The Los Angeles Lakers’ decision not to pull a trigger for a trade in 2017 ultimately may have shaped NBA history.
That summer, Paul George requested a trade from the Indiana Pacers and was reportedly hell-bent on forcing his way to his hometown Lakers. No agreement between the two teams could be reached, however, as the Lakers opted to hold on to their assets (namely Brandon Ingram and Lonzo Ball) and attempt to sign the Palmdale native as a free agent the following year.
What followed is well-known. George was traded to the Oklahoma City Thunder and re-signed with them without giving the Lakers a meeting. After playing through one year of his new contract, he requested a trade to the LA Clippers to team up with Kawhi Leonard and rival the Lakers’ own dynamic duo of LeBron James and Anthony Davis.
George, however, seems to be rewriting the script as he told ESPN’s Ohm Youngmisuk that his first choice in 2017 was actually a trade to the San Antonio Spurs who still employed Leonard at the time.
When the All-Star forward informed the Indiana Pacers that he wanted to be traded, reports came out that he wanted to return home and be moved to the Los Angeles Lakers. But George had another team on top of his wish list.
“I wanted to be traded to San Antonio,” George says. “We wanted to go to San Antonio first, and we didn’t make that happen.”
The Spurs, of course, did not have the high level assets required to make that trade happen. Youngmisuk confirms that there were discussions between San Antonio and Indiana but nothing materialized.
It’s still very difficult to believe that the Spurs were George’s first option, however, due to a variety of verifiable facts.
Leonard played a total of nine games in the 2017-18 season before forcing his way out of San Antonio. And while the extent of his injury was under wraps or unknown, it was already a concern; Leonard missed the first 27 games of that season before attempting his short comeback. For as much as Leonard and George planned their move to the Clippers, one would assume that issue was discussed during the 2017 offseason.
Even ignoring the three-part miniseries George produced to document his 2018 free agency in which he talked about his dreams of donning the purple and gold, it was clear that there was strong mutual interest in getting George to the Lakers. Team president Magic Johnson even attracted a hefty tampering charge in that process.
George goes on to say that the Lakers unwillingness to trade for him was “in the back of my mind” as he made his free agency decision.
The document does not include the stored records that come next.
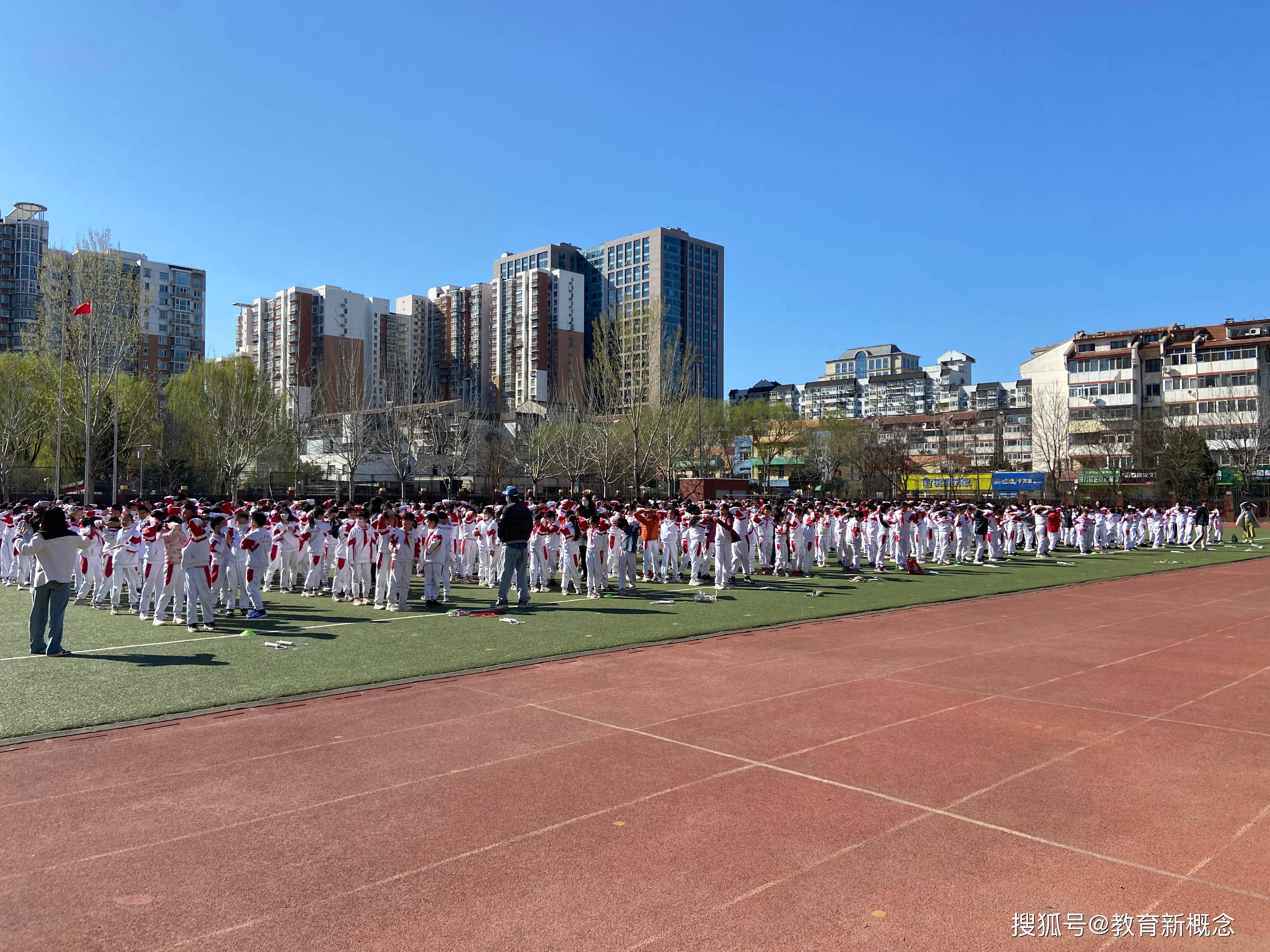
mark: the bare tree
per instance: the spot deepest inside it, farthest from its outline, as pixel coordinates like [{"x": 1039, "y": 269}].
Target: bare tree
[
  {"x": 353, "y": 431},
  {"x": 834, "y": 445},
  {"x": 569, "y": 444},
  {"x": 1051, "y": 428},
  {"x": 229, "y": 413},
  {"x": 495, "y": 454},
  {"x": 775, "y": 432},
  {"x": 454, "y": 445},
  {"x": 101, "y": 342},
  {"x": 1239, "y": 428},
  {"x": 23, "y": 412},
  {"x": 639, "y": 380},
  {"x": 536, "y": 450},
  {"x": 409, "y": 419}
]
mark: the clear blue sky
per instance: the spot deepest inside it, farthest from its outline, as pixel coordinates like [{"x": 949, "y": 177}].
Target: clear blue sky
[{"x": 981, "y": 177}]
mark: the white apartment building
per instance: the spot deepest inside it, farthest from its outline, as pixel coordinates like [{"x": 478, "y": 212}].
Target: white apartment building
[
  {"x": 538, "y": 347},
  {"x": 326, "y": 337},
  {"x": 1207, "y": 376},
  {"x": 173, "y": 316}
]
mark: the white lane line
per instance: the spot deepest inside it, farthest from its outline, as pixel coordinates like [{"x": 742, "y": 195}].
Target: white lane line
[
  {"x": 304, "y": 808},
  {"x": 458, "y": 857}
]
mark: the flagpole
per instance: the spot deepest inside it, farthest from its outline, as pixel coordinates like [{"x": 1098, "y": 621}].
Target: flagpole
[
  {"x": 61, "y": 374},
  {"x": 89, "y": 484},
  {"x": 115, "y": 452}
]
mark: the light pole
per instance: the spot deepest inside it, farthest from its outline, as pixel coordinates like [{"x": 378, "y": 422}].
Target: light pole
[
  {"x": 701, "y": 452},
  {"x": 141, "y": 474}
]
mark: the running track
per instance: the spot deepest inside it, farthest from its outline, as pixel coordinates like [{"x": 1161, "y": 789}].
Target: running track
[{"x": 900, "y": 781}]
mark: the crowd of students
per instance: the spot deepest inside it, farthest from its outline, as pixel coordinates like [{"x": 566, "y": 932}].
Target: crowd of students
[{"x": 186, "y": 560}]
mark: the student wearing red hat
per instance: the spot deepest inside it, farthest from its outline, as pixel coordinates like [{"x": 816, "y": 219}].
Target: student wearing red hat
[{"x": 196, "y": 559}]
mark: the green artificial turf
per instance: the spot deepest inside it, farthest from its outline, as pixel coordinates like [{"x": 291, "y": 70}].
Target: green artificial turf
[{"x": 341, "y": 645}]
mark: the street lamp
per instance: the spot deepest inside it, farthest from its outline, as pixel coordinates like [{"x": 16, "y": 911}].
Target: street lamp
[{"x": 141, "y": 474}]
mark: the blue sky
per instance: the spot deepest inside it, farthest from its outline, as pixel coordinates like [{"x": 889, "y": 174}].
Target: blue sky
[{"x": 976, "y": 177}]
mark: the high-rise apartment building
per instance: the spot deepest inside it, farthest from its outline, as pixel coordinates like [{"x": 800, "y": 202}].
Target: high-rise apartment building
[
  {"x": 23, "y": 242},
  {"x": 663, "y": 286},
  {"x": 173, "y": 316},
  {"x": 172, "y": 306},
  {"x": 1121, "y": 385},
  {"x": 538, "y": 332},
  {"x": 323, "y": 338},
  {"x": 460, "y": 343}
]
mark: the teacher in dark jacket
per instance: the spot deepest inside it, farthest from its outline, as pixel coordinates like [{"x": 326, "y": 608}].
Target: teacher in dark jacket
[{"x": 513, "y": 531}]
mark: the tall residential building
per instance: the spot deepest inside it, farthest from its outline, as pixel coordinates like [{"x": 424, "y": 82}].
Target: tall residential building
[
  {"x": 883, "y": 380},
  {"x": 173, "y": 316},
  {"x": 23, "y": 242},
  {"x": 408, "y": 353},
  {"x": 1114, "y": 382},
  {"x": 460, "y": 343},
  {"x": 323, "y": 338},
  {"x": 538, "y": 341},
  {"x": 634, "y": 279}
]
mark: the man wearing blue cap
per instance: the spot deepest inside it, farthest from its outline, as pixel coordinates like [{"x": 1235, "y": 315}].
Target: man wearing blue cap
[{"x": 515, "y": 526}]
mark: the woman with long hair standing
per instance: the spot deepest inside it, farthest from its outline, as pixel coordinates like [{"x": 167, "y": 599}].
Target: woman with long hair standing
[{"x": 55, "y": 549}]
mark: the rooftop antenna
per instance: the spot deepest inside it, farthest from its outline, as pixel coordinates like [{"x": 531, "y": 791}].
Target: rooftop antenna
[{"x": 26, "y": 211}]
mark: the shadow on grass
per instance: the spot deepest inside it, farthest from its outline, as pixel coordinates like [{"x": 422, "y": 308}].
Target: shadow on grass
[{"x": 204, "y": 659}]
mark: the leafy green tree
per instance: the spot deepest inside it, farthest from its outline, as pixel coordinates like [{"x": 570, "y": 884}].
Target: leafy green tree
[{"x": 1185, "y": 466}]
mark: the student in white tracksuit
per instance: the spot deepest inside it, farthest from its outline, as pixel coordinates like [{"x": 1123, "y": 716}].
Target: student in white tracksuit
[
  {"x": 288, "y": 540},
  {"x": 383, "y": 526},
  {"x": 404, "y": 544},
  {"x": 152, "y": 569},
  {"x": 173, "y": 575},
  {"x": 670, "y": 537},
  {"x": 726, "y": 537},
  {"x": 91, "y": 563},
  {"x": 569, "y": 551},
  {"x": 256, "y": 546},
  {"x": 361, "y": 554},
  {"x": 433, "y": 560},
  {"x": 196, "y": 560},
  {"x": 598, "y": 547}
]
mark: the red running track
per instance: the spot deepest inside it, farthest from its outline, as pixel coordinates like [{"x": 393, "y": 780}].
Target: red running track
[{"x": 903, "y": 781}]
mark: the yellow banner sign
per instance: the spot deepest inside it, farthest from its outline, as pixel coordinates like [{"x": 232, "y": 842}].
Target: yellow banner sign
[{"x": 939, "y": 483}]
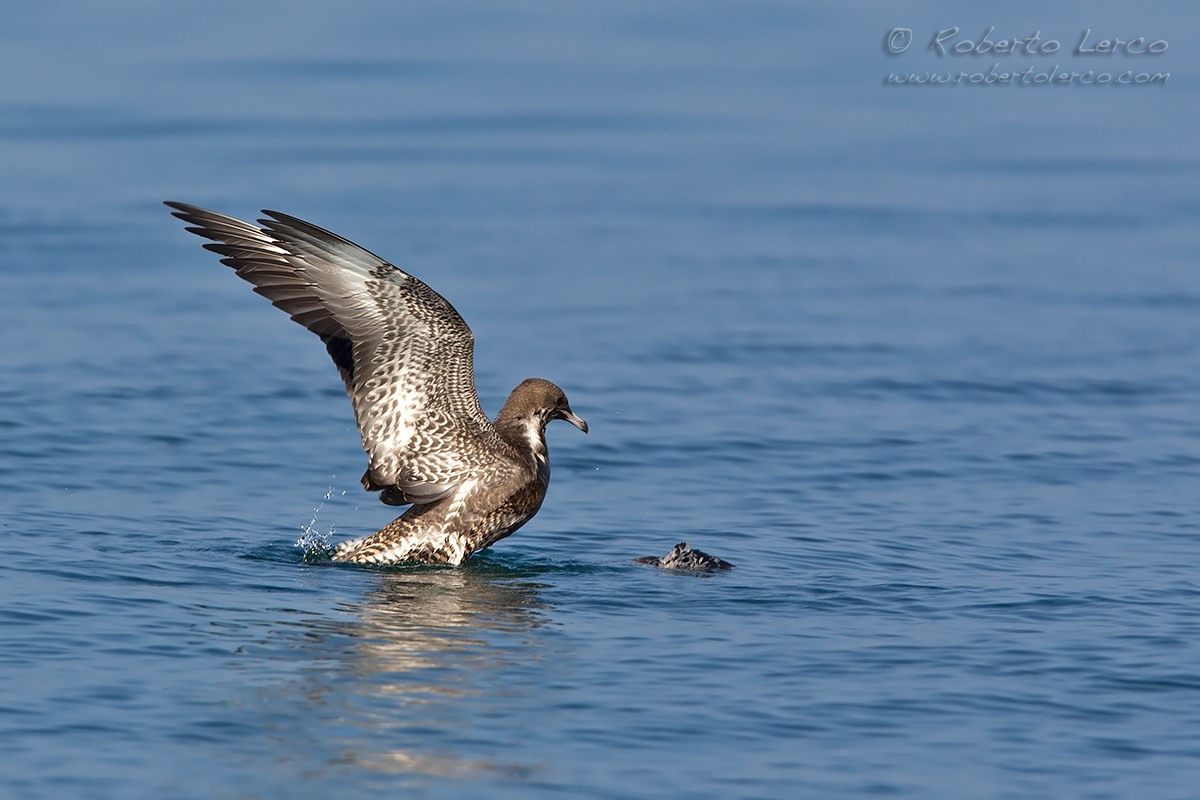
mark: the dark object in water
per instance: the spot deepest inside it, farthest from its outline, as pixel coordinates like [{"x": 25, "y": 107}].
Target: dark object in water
[{"x": 682, "y": 557}]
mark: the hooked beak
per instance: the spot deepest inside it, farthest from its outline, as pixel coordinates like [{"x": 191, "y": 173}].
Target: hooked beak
[{"x": 569, "y": 415}]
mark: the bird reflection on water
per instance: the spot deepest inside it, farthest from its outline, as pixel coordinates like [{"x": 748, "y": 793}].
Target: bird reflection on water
[{"x": 432, "y": 648}]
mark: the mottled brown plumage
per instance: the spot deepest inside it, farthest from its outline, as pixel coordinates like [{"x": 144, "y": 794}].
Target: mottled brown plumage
[{"x": 405, "y": 355}]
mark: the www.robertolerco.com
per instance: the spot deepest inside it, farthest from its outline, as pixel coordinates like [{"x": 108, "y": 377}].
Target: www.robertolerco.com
[{"x": 947, "y": 42}]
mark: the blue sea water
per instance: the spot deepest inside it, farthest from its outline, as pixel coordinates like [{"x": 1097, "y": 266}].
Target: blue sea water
[{"x": 922, "y": 361}]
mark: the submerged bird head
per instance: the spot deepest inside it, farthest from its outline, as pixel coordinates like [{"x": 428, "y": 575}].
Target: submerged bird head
[{"x": 529, "y": 408}]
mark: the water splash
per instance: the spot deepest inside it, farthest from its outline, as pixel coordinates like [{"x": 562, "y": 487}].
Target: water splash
[{"x": 312, "y": 541}]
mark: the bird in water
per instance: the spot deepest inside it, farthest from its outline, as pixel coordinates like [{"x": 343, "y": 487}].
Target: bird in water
[
  {"x": 406, "y": 358},
  {"x": 683, "y": 558}
]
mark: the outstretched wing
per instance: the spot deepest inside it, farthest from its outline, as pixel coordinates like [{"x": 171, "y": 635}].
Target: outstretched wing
[{"x": 403, "y": 352}]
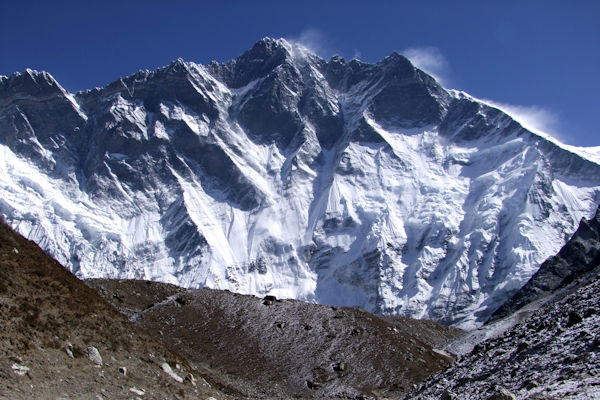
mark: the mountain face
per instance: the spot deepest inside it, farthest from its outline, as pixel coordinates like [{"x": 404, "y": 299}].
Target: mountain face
[
  {"x": 580, "y": 255},
  {"x": 551, "y": 352},
  {"x": 338, "y": 182}
]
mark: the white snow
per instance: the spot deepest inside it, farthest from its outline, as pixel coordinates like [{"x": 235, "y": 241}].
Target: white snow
[{"x": 415, "y": 225}]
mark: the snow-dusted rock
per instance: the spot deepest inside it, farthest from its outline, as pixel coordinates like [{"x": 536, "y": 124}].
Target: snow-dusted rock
[
  {"x": 93, "y": 355},
  {"x": 280, "y": 173},
  {"x": 169, "y": 371}
]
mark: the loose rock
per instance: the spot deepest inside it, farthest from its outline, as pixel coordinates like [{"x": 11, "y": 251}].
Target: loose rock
[
  {"x": 169, "y": 371},
  {"x": 20, "y": 369},
  {"x": 93, "y": 355}
]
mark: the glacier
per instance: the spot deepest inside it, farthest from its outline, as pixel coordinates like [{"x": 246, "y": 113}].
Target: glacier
[{"x": 337, "y": 182}]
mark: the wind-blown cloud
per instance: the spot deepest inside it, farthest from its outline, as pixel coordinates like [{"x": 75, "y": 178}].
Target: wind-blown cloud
[
  {"x": 534, "y": 118},
  {"x": 314, "y": 41},
  {"x": 431, "y": 60}
]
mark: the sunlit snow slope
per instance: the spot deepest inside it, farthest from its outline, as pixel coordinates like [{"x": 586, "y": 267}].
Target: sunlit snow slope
[{"x": 338, "y": 182}]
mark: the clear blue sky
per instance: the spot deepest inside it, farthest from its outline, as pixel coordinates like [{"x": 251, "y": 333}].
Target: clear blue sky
[{"x": 541, "y": 55}]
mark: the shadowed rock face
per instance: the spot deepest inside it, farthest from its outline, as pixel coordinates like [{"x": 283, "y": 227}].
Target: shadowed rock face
[
  {"x": 270, "y": 348},
  {"x": 580, "y": 255},
  {"x": 382, "y": 189},
  {"x": 552, "y": 351}
]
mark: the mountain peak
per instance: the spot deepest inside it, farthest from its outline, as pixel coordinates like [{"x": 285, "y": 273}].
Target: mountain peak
[{"x": 31, "y": 82}]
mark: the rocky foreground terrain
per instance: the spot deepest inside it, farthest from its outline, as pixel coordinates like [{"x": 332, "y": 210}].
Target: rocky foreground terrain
[
  {"x": 554, "y": 354},
  {"x": 270, "y": 348},
  {"x": 552, "y": 350},
  {"x": 59, "y": 339}
]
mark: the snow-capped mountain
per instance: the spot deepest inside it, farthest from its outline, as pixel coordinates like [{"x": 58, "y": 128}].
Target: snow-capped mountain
[{"x": 339, "y": 182}]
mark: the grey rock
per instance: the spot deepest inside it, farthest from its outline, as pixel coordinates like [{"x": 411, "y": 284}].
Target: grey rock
[
  {"x": 93, "y": 355},
  {"x": 502, "y": 394}
]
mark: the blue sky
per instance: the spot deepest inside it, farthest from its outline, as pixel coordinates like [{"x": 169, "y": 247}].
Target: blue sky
[{"x": 540, "y": 57}]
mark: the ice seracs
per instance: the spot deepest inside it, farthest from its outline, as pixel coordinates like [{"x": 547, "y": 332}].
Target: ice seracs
[{"x": 279, "y": 173}]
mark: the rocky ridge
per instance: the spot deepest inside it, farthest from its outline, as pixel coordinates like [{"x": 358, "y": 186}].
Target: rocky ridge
[
  {"x": 279, "y": 173},
  {"x": 553, "y": 349}
]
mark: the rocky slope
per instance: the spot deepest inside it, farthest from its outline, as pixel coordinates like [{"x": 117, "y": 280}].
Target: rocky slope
[
  {"x": 580, "y": 255},
  {"x": 337, "y": 182},
  {"x": 59, "y": 339},
  {"x": 269, "y": 348},
  {"x": 553, "y": 352}
]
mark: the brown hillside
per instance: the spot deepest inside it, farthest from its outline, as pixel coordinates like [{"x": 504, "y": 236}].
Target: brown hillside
[{"x": 45, "y": 313}]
Not only does that imply a complete lack of awareness at how the NBA trade market works, it seemingly contradicts his quote in the same story that he felt “obligated” to re-sign with the Thunder for a year but had planned on teaming up with Leonard ever since he arrived in OKC.
George’s comments are quintessentially Paul George. They contradict each other while giving lip service to the people he needs to please in this moment (Kawhi and Clippers fans). George either always wanted to team up with Leonard and only re-signed in OKC to make his money and wait for Kawhi to be a free agent or he wanted to be a Laker from the start and was upset at them not doing more to get him even though it would have depleted the roster alongside him. He can’t have it both ways.
At the end of the day, Lakers fans are probably much too tired to keep talking about what could have been with Paul George. Ultimately, it may have worked out in the best way possible for all parties; the Lakers lead the league with a 12-2 record behind James and Davis while George’s invasive hairline has created another superstar duo across the hall.